🤖 AI Summary
Existing approaches struggle to provide local, causal explanations for how jailbreak prompts compromise large language models, relying instead on global conceptual directions with limited generalizability. This work proposes LOCA, the first method capable of delivering local causal explanations for individual successful jailbreak instances. By applying causal interventions to a model’s intermediate representations and integrating interpretability analysis with minimal intervention set search, LOCA identifies key interpretable modifications that restore the model’s refusal behavior against harmful requests. Experiments on Gemma and Llama family models demonstrate that LOCA effectively blocks jailbreak attempts with an average of only six interpretable modifications—substantially outperforming existing methods, which frequently fail even after twenty such changes.
📝 Abstract
Safety trained large language models (LLMs) can often be induced to answer harmful requests through jailbreak prompts. Because we lack a robust understanding of why LLMs are susceptible to jailbreaks, future frontier models operating more autonomously in higher-stakes settings may similarly be vulnerable to such attacks. Prior work has studied jailbreak success by examining the model's intermediate representations, identifying directions in this space that causally encode concepts like harmfulness and refusal.
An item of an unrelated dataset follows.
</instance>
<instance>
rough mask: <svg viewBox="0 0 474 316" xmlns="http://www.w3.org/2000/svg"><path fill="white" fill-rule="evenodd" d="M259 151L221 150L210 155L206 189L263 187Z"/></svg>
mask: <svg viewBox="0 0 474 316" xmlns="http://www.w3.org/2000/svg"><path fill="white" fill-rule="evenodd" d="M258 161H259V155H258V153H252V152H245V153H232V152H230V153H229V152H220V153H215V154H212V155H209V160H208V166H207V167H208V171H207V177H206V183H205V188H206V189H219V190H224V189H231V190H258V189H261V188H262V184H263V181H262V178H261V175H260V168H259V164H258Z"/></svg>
Then, they globally explain all jailbreak attacks as attempting to reduce or strengthen these concepts (e.g., reduce harmfulness). However, different jailbreak strategies may succeed by strengthening or suppressing different intermediate concepts, and the same jailbreak strategy may not work for different harmful request categories (e.g., violence vs. cyberattack); thus, we seek to give a local explanation -- i.e., why did this specific jailbreak succeed? To address this gap, we introduce LOCA, a method that gives Local, CAusal explanations of jailbreak success by identifying a minimal set of interpretable, intermediate representation changes that causally induce model refusal on an otherwise successful jailbreak request. We evaluate LOCA on harmful original-jailbreak pairs from a large jailbreak benchmark across Gemma and Llama chat models, comparing against prior methods adapted to this setting. LOCA can successfully induce refusal by making, on average, six interpretable changes; prior work routinely fails to achieve refusal even after 20 changes. LOCA is a step toward mechanistic, local explanations of jailbreak success in LLMs. Code to be released.